Fig1. Three-dimensional structure of ubiquitin. Shown are α-helices (blue), β-strands (green), and the R-groups of lysyl residues (orange). Lys48 & Lys63 are sites for attachment of additional ubiquitin molecules during polyubiquitination. (Rogerdodd/Wikipedia)
Fig2. Reactions involved in the attachment of ubiquitin (Ub) to proteins. Three enzymes are involved. E1 is an activating enzyme, E2 a transferase, and E3 a ligase. While depicted as single entities, there are several types of E1, and over 500 types of E2. The terminal COOH of ubiquitin first forms a thioester. The coupled hydrolysis of PPi by pyrophosphatase ensures that the reaction will proceed readily. A thioester exchange reaction now transfers activated ubiquitin to E2. E3 then catalyzes the transfer of ubiquitin to the ε-amino group of a lysyl residue of the target protein. Additional rounds of ubiquitination result in subsequent polyubiquitination.
Fig3. Representation of the structure of a protea some. The upper ring is gated to permit only polyubiquitinated proteins to enter the proteosome, where immobilized internal proteases degrade them to peptides.
Fig4. An end-on view of a proteasome. (Thomas Splettstoesser/Wikipedia)
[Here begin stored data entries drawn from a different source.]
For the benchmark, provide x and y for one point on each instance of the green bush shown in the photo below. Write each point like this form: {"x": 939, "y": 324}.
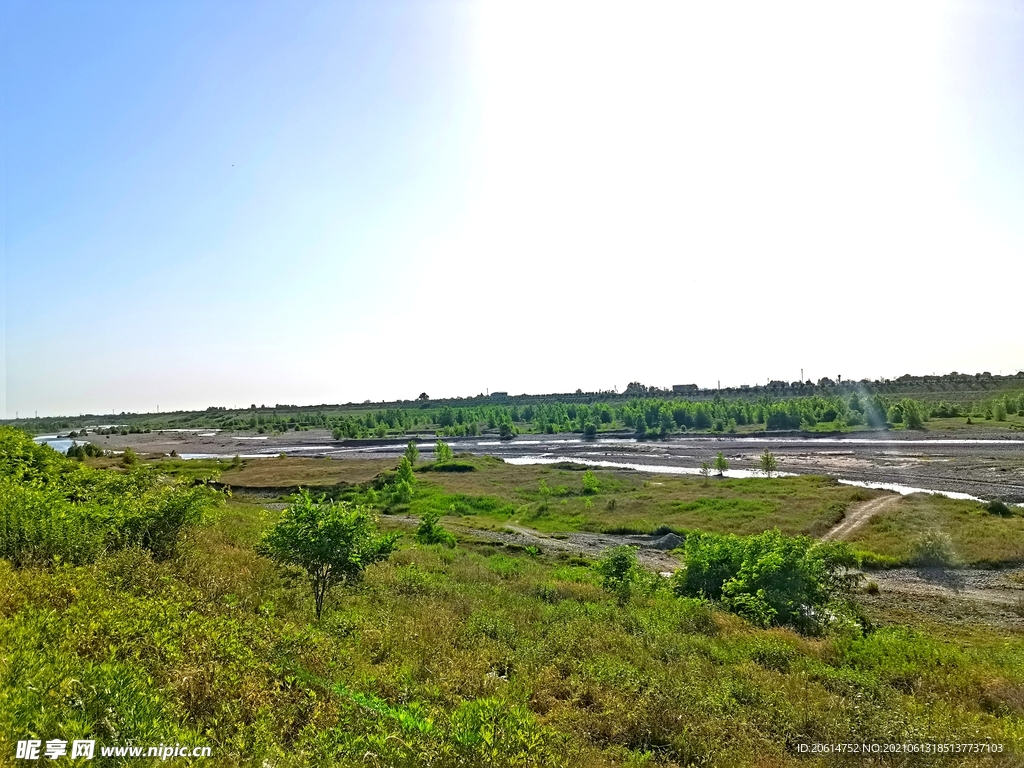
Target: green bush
{"x": 935, "y": 550}
{"x": 428, "y": 531}
{"x": 768, "y": 579}
{"x": 53, "y": 508}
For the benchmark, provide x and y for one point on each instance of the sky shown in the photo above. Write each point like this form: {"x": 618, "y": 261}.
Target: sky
{"x": 232, "y": 203}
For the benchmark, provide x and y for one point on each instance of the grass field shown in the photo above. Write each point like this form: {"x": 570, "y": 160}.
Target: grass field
{"x": 482, "y": 654}
{"x": 217, "y": 647}
{"x": 551, "y": 499}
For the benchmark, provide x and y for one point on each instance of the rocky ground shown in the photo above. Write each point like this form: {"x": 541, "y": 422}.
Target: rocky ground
{"x": 985, "y": 466}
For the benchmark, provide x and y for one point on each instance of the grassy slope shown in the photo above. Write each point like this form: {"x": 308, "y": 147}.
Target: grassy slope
{"x": 217, "y": 647}
{"x": 496, "y": 494}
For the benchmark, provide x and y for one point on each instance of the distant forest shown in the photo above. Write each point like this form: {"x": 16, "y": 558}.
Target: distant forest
{"x": 642, "y": 411}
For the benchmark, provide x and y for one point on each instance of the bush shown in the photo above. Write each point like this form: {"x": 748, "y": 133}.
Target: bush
{"x": 333, "y": 542}
{"x": 619, "y": 568}
{"x": 442, "y": 453}
{"x": 52, "y": 507}
{"x": 428, "y": 531}
{"x": 768, "y": 579}
{"x": 995, "y": 507}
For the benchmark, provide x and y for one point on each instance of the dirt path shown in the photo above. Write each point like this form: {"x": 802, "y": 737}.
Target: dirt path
{"x": 650, "y": 549}
{"x": 1005, "y": 589}
{"x": 858, "y": 516}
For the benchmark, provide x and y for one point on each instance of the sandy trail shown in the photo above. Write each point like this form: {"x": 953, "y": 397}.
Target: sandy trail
{"x": 1005, "y": 589}
{"x": 590, "y": 545}
{"x": 858, "y": 516}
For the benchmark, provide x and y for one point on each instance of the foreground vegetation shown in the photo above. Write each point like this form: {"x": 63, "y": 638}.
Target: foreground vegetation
{"x": 476, "y": 654}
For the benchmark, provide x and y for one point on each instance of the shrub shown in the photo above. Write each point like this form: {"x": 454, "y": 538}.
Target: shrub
{"x": 995, "y": 507}
{"x": 442, "y": 453}
{"x": 619, "y": 568}
{"x": 333, "y": 542}
{"x": 768, "y": 579}
{"x": 721, "y": 464}
{"x": 428, "y": 531}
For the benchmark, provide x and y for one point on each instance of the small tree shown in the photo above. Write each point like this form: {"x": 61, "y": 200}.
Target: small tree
{"x": 721, "y": 464}
{"x": 404, "y": 471}
{"x": 333, "y": 542}
{"x": 619, "y": 568}
{"x": 442, "y": 453}
{"x": 412, "y": 452}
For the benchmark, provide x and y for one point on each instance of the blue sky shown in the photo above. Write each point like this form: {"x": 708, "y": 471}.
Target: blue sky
{"x": 232, "y": 203}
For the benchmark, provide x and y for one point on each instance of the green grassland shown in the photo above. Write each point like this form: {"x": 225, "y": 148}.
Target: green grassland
{"x": 491, "y": 494}
{"x": 550, "y": 499}
{"x": 477, "y": 654}
{"x": 216, "y": 646}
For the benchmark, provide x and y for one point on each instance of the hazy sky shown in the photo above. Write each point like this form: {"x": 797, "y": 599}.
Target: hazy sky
{"x": 225, "y": 203}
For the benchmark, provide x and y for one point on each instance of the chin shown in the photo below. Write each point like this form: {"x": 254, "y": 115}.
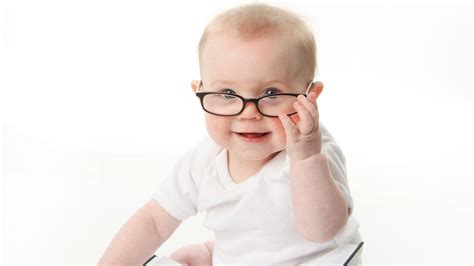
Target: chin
{"x": 256, "y": 155}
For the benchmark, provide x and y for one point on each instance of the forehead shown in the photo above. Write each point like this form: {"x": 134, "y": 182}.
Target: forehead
{"x": 229, "y": 57}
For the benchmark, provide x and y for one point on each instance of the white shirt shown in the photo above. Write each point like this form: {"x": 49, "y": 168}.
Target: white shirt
{"x": 252, "y": 220}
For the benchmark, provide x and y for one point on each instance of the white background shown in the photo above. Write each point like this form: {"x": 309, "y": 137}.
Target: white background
{"x": 96, "y": 107}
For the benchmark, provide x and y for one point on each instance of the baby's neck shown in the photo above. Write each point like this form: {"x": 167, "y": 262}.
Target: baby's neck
{"x": 241, "y": 169}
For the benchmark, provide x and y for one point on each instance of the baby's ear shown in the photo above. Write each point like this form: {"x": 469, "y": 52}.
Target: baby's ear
{"x": 194, "y": 85}
{"x": 317, "y": 88}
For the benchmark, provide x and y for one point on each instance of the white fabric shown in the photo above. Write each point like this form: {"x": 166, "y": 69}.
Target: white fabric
{"x": 252, "y": 220}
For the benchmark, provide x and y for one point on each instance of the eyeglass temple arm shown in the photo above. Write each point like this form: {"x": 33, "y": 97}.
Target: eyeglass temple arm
{"x": 310, "y": 84}
{"x": 199, "y": 85}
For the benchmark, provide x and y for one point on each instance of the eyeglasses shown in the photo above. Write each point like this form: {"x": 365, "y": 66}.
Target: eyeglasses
{"x": 230, "y": 104}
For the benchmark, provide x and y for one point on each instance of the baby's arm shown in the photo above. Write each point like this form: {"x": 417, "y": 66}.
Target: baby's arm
{"x": 143, "y": 233}
{"x": 319, "y": 207}
{"x": 195, "y": 254}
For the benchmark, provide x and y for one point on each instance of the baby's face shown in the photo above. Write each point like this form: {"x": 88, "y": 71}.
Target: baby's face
{"x": 249, "y": 68}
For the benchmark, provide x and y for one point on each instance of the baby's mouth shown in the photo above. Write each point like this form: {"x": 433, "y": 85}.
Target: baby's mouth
{"x": 252, "y": 135}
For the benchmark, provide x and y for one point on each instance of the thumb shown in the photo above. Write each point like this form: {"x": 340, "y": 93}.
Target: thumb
{"x": 291, "y": 129}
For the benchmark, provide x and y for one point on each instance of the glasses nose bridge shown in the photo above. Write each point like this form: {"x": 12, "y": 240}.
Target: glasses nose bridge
{"x": 251, "y": 100}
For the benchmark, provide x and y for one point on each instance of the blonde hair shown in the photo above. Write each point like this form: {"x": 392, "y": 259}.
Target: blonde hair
{"x": 260, "y": 20}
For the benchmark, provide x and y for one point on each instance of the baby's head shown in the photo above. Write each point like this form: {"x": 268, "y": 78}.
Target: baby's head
{"x": 259, "y": 21}
{"x": 253, "y": 51}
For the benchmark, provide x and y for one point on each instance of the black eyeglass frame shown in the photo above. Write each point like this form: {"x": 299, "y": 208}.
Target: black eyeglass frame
{"x": 201, "y": 94}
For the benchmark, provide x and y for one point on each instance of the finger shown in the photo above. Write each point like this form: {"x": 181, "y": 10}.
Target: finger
{"x": 308, "y": 104}
{"x": 291, "y": 129}
{"x": 306, "y": 123}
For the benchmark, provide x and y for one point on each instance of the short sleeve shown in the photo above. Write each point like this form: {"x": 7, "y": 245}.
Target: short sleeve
{"x": 337, "y": 164}
{"x": 178, "y": 192}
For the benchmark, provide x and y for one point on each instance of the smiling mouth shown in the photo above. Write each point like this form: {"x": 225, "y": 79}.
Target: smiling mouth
{"x": 253, "y": 135}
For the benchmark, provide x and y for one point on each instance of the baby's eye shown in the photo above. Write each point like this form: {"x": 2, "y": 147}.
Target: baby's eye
{"x": 270, "y": 91}
{"x": 227, "y": 90}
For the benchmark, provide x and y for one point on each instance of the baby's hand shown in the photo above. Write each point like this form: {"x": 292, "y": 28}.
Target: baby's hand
{"x": 303, "y": 137}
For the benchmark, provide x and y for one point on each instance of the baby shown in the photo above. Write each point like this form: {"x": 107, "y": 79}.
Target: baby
{"x": 270, "y": 177}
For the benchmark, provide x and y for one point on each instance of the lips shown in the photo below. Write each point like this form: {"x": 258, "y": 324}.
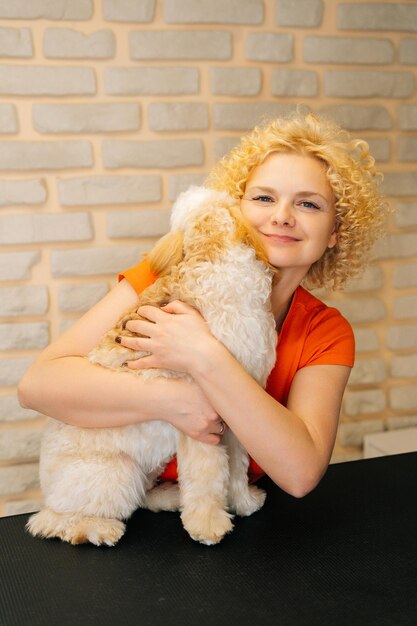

For the discovery of ubiquitin-mediated protein degradation, Aaron Ciechanover and Avram Hershko of Israel and Irwin Rose of the United States were awarded the 2004 Nobel Prize in Chemistry. Genetic disorders that result from defects in the genes that encode ubiquitin, ubiquitin ligases, or deubiquitinating enzymes include Angelman syndrome, autosomal recessive juvenile Parkinson disease, von Hippel-Lindau syndrome, and congenital polycythemia. For additional aspects of protein degradation and of ubiquitination, including its role in the cell cycle, see Chapters 4 and 35.